Endlich Kunstrasen!

Grand ade, jetzt trainieren sie auf Kunstrasen: Junge Spieler des FC Alsterbrüder auf dem Gustav-Falke-Sportplatz. Fotos: cv

Nach sieben Jahren am Ziel:
FC Alsterbrüder eröffnet den neuen Sportplatz an der Gustav-Falke-Straße

Carsten Vitt, Eimsbüttel

Flutlicht an und ab auf den neuen Platz: Der Kunstrasen an der Gustav-Falke-Straße in Eimsbüttel ist nach vier Monaten Umbau fertig.

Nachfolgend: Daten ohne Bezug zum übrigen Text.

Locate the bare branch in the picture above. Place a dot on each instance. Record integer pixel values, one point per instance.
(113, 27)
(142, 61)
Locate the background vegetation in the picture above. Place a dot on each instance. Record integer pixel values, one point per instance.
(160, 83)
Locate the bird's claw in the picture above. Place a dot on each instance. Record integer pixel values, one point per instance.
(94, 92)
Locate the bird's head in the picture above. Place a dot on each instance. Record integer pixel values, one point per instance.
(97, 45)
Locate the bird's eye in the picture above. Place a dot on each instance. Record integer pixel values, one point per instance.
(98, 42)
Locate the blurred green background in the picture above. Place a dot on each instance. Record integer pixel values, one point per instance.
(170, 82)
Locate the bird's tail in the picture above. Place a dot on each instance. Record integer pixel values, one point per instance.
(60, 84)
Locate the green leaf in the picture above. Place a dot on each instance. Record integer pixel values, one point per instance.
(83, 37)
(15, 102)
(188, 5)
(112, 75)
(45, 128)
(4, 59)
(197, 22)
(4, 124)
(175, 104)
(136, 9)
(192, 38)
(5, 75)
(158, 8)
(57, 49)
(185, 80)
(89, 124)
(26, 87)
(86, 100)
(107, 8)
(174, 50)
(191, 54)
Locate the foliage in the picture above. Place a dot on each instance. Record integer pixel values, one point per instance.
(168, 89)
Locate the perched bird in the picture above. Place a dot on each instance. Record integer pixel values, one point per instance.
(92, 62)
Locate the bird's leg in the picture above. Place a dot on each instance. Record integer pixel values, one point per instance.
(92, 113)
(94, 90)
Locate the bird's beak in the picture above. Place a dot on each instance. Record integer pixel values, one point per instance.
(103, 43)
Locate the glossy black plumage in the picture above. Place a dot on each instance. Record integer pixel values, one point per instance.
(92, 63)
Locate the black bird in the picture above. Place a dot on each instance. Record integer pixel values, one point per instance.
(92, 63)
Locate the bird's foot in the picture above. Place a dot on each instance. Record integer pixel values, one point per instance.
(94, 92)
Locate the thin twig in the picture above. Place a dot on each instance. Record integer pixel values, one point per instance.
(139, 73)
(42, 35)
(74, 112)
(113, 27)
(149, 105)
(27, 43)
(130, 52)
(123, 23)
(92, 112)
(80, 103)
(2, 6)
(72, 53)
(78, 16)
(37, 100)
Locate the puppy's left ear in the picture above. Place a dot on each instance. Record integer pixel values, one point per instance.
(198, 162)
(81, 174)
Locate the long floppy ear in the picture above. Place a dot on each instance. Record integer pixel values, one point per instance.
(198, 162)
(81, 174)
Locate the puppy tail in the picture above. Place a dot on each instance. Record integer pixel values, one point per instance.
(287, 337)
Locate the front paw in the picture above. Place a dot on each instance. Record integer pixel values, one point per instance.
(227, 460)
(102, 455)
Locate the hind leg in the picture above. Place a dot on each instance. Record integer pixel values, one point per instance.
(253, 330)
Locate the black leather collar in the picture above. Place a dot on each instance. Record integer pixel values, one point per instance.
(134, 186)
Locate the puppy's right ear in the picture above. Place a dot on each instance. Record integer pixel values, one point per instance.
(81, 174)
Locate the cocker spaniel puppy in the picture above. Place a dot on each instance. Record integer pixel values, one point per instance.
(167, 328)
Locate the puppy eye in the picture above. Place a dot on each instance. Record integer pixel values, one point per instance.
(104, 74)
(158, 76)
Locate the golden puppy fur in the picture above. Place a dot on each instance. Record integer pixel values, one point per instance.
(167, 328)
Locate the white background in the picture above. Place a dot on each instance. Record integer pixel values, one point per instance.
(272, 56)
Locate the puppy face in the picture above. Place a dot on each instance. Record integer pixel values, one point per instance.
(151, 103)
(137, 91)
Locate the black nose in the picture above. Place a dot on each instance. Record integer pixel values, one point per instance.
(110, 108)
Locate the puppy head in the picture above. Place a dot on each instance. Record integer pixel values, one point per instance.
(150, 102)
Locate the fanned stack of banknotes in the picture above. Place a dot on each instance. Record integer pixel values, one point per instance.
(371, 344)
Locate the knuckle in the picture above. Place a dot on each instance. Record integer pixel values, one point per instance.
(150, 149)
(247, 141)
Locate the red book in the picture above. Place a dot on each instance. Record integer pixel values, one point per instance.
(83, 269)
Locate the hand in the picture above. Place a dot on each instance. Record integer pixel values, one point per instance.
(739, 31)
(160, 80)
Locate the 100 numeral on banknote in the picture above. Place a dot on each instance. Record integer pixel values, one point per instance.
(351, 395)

Vorigen Donnerstag nahmen Kinder und Jugendliche des FC Alsterbrüder (FCA) die neue Spielfläche zum ersten Training in Beschlag. „Endlich haben wir gute Trainingsbedingungen, um mit Nachbarvereinen mithalten zu können“, freute sich FCA-Vorsitzender Jörg Heinsohn.
Vor sieben Jahren machte der FCA erstmals Vorschläge, wie der alte Grandplatz zu einem modernen Kunstrasen umgebaut werden kann. Das Problem für den Verein: Ascheplätze sind im Herbst und Winter teils wochenlang unbespielbar – und der harte Belag vor allem beim Nachwuchs unbeliebt.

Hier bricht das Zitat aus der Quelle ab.